10/23/2008

La ventana enorme se tragaba las prisas de la ciudad, las lenguas desgastadas de asfalto en contraposición con las calles nuevas, todo pasaba a ser tragado por el avance poderoso e impaciente del autobús urbano. El tiempo mismo, el tiempo mismo que de la ciudad hace su nombre, todos pendientes del reloj, y las esperas que se tornan eternas siempre para el que aguarda, era nada en el motor del mecanismo.

Se lo iba llevando todo, y en mí solo quedaba la música. La música increíblemente seductora y dulce que me aislaba de todo, dejándome en una posición extraña de calma, de confiada seguridad y de segura confianza en la que anclarme al mismo tiempo que desde la cual lanzarme al vacío.

Me sentía desparramar por el asiento, y no me preocupaba mucho darle una mala imagen a la chica que estaba a mi lado. No era guapa, no al menos de un modo convencional. Lo atrayente era el gesto sobrio, su seriedad natural que emanaba provocando la sonrisa divertida e incluso insultante, en cierto modo, que se me escapa en esas situaciones. La sonrisa de jugar a un juego que encanta y del cual no te importa perder o ganar... En parte porque siempre ganas. De reojo miraba yo un enorme sobre entre sus manos, un diagnóstico de raro nombre.

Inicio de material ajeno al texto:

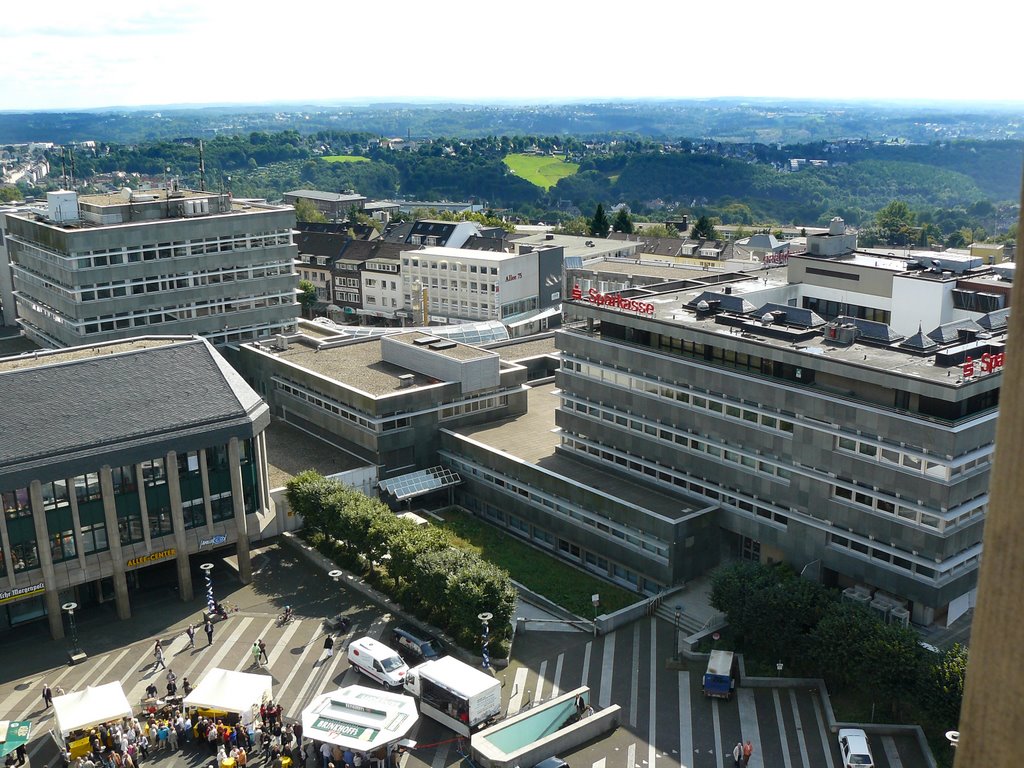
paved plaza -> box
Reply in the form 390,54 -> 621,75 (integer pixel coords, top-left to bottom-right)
0,545 -> 926,768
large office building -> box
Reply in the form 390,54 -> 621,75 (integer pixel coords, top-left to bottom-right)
0,186 -> 300,347
0,337 -> 270,638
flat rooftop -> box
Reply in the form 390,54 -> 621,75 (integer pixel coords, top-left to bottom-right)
257,339 -> 436,397
453,384 -> 710,520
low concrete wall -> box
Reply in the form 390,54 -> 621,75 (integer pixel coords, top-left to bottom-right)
470,686 -> 620,768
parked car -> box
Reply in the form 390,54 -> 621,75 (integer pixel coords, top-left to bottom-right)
839,728 -> 874,768
391,625 -> 444,665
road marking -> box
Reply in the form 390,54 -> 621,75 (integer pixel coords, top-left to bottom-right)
678,672 -> 693,768
790,688 -> 811,765
234,618 -> 278,672
278,626 -> 316,713
711,698 -> 725,768
771,688 -> 793,768
637,616 -> 657,768
626,622 -> 634,728
551,653 -> 565,698
811,693 -> 836,768
580,640 -> 594,686
597,632 -> 615,708
505,667 -> 529,717
882,736 -> 903,768
266,618 -> 302,668
534,658 -> 548,701
736,687 -> 764,768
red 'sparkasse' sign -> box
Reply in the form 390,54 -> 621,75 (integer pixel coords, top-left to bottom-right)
571,286 -> 654,314
961,352 -> 1007,379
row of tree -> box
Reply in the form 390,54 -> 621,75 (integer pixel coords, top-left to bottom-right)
287,470 -> 516,647
711,560 -> 967,732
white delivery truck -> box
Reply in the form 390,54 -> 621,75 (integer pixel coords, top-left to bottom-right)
406,656 -> 502,736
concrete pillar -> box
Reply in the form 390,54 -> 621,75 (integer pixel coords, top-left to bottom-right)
68,477 -> 85,571
99,464 -> 132,621
227,437 -> 253,584
165,451 -> 193,602
948,190 -> 1024,768
199,449 -> 213,536
0,505 -> 17,589
29,480 -> 63,640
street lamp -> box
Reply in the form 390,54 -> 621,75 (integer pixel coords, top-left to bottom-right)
60,602 -> 85,664
476,611 -> 495,670
199,562 -> 217,616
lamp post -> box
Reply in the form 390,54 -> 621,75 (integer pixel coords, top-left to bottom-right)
199,562 -> 217,616
476,611 -> 495,670
60,602 -> 85,664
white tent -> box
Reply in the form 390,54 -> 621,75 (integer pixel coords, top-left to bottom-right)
53,683 -> 132,736
184,669 -> 273,723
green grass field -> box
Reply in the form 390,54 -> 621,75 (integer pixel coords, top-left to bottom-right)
324,155 -> 370,163
505,155 -> 580,189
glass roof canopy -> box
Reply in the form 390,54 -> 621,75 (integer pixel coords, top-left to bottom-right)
377,466 -> 462,502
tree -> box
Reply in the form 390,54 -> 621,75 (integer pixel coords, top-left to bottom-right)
299,280 -> 316,316
611,208 -> 633,234
588,203 -> 611,238
691,216 -> 718,240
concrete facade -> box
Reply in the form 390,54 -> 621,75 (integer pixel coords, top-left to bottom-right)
0,338 -> 270,638
6,189 -> 300,347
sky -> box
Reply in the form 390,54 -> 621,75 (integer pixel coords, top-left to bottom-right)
0,0 -> 1024,111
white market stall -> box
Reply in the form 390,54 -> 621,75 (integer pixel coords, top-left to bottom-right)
183,669 -> 273,724
53,683 -> 132,738
302,685 -> 420,765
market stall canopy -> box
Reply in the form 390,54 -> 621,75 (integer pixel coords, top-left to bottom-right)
184,669 -> 273,722
0,720 -> 32,758
53,683 -> 132,736
302,685 -> 420,752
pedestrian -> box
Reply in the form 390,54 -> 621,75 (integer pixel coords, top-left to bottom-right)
153,640 -> 167,672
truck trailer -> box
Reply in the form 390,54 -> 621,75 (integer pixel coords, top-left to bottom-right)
406,656 -> 502,736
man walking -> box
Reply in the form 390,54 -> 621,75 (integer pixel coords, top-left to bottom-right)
153,640 -> 167,672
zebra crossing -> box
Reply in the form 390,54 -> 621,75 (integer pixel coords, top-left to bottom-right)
0,610 -> 924,768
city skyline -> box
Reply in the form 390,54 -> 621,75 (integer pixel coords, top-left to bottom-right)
0,0 -> 1021,111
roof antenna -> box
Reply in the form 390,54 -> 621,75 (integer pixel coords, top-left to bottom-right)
199,139 -> 206,191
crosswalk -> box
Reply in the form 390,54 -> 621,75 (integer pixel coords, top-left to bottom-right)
0,611 -> 915,768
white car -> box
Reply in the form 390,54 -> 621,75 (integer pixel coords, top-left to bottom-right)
839,728 -> 874,768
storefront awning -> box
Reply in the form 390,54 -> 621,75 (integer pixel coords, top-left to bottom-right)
302,685 -> 420,752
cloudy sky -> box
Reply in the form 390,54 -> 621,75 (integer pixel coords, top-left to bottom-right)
0,0 -> 1024,111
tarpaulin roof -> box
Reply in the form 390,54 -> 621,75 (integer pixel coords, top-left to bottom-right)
184,669 -> 273,722
53,683 -> 132,736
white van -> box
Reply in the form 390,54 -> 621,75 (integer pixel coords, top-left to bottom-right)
348,637 -> 409,688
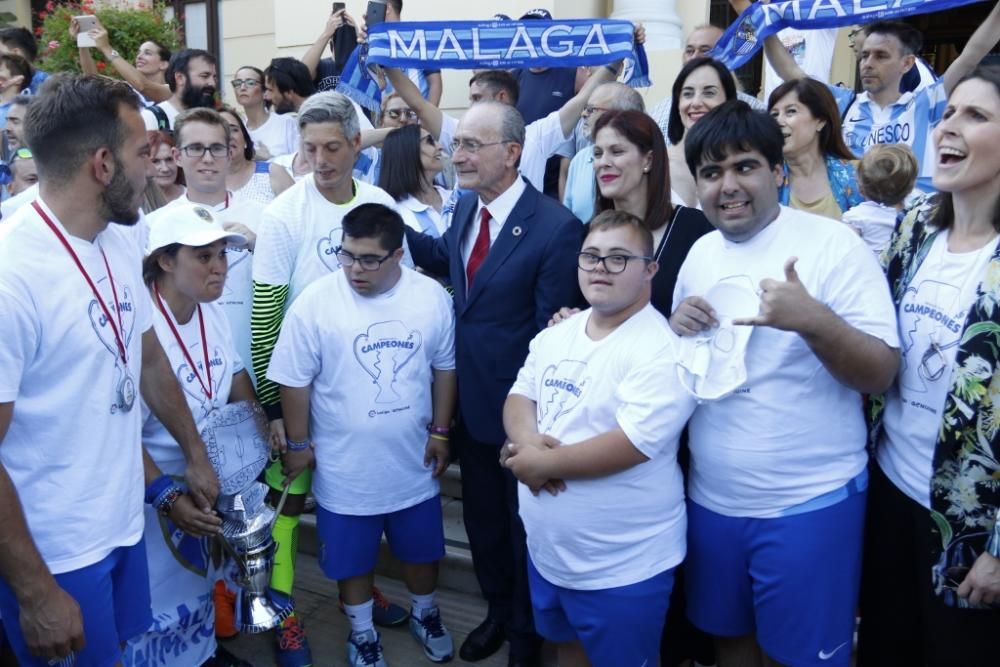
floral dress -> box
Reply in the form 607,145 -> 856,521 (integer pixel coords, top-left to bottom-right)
870,195 -> 1000,606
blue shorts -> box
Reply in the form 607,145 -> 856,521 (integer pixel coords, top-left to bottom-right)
684,488 -> 868,667
0,540 -> 153,667
528,557 -> 674,667
316,496 -> 444,580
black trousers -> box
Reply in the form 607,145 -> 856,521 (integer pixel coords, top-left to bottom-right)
858,463 -> 1000,667
456,427 -> 541,657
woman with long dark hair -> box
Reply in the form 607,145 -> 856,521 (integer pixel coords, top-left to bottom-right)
667,58 -> 736,206
378,125 -> 455,236
767,79 -> 864,220
858,67 -> 1000,666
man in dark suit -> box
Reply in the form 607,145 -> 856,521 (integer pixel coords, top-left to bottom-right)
407,102 -> 583,666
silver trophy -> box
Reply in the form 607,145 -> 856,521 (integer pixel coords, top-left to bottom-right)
201,401 -> 294,634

Y luego, siguiendo poseído por la música, observé a la pareja que se sentó enfrente de mi asiento, y sentí por un momento que eran mis asientos, y que ese era mi autobús y que la ventana que devoraba la ciudad aplacaba mi sed, y mi hambre misma.

Al principio no me fijé detenidamente, sino que devolví mi mirar constante a los edificios que aguardaban el destino que mis ojos y la ventana les auguraban. Luego sí, luego vi que el chico no era un chico normal, era distinto, y se apreciaba en sus gestos un tanto toscos, en su rostro dulcemente aniñado pero con un deje grotesco que, pese a todo, enternecía en cierto modo. Y también lo hacían los movimientos de ella, cómo se asía a su brazo, y cómo lo besaba en los labios, por supuesto cómo se devolvían los besos.

Me pareció una ironía brutal a la par que hermosa, sentirme yo tan pleno en esa soledad de ese momento, siendo en realidad propiedad de la música, ajeno al ruido de la urbe, tan propensa y decidida a corromperlo todo. A envolver con vómito de hidrocarburo todo cuanto encuentra, todo lo que algo tenga de sutil.

Después se separaron, y la chica morena siguió a mi lado, y el chico de enfrente siguió enfrente. Despidió a su chica, quedaron para después. Todo siguió bien, tranquilamente, dentro del bus. Había bastante gente, y yo veía sus rostros y les asignaba vidas. A algunos les daba un cuento, a otros un poema, a todos algo donde hacerlos parte activa de mi reino, de mis dominios.

Llegado un momento la chica se cambió de sitio, ahora creo que para estar en el contiguo al de su padre, y otro chico ocupó la recién nacida vacante. Con su periódico, atento a cada letra, sin pensar en que puede elegir descolgarse de esa realidad, que de hecho su cuerpo y su espíritu le piden un descanso, le suplican reposo. Aléjate de ahí, suelta esa cadena de tinta, olvida esa mentira de estar informado por un momento, por un momento como ahora en el que no necesites hablar con nadie, en el que de verdad no sea necesario lo normativo para aprehender lo humano. Es curioso, pero lo último generalmente entiende poco de normas. Se caracteriza por su mágica espontaneidad.

Lo verdaderamente importante de todo esto no es la bella pareja que estuvo frente a mí, ni la chica de curiosa belleza que compartió su espacio conmigo durante una parte del trayecto. Tampoco lo es lo irremediable del joven adherido a ese periódico, tampoco su afán por no volar.

En cierto modo, lo que me causó mayor impresión, fue la sensación de que daba igual mentir sobre ellos en mi mente, daba lo mismo inventarme sus vidas, o darles un nombre, un lugar, o construir sus sueños.

El núcleo está en que supe que era dueño de sus destinos porque, de algún modo, podía darles todo eso que he dicho antes, aunque ellos no lo supieran en ese momento ni lo sepan ahora... A pesar de que nunca sospechen que lo hice, que a todos les otorgué un final, y a cada cual uno distinto.

Y puedo hacerlo siempre, lo único que debo hacer es ponerme a pensar y regresar a casa, volver aquí.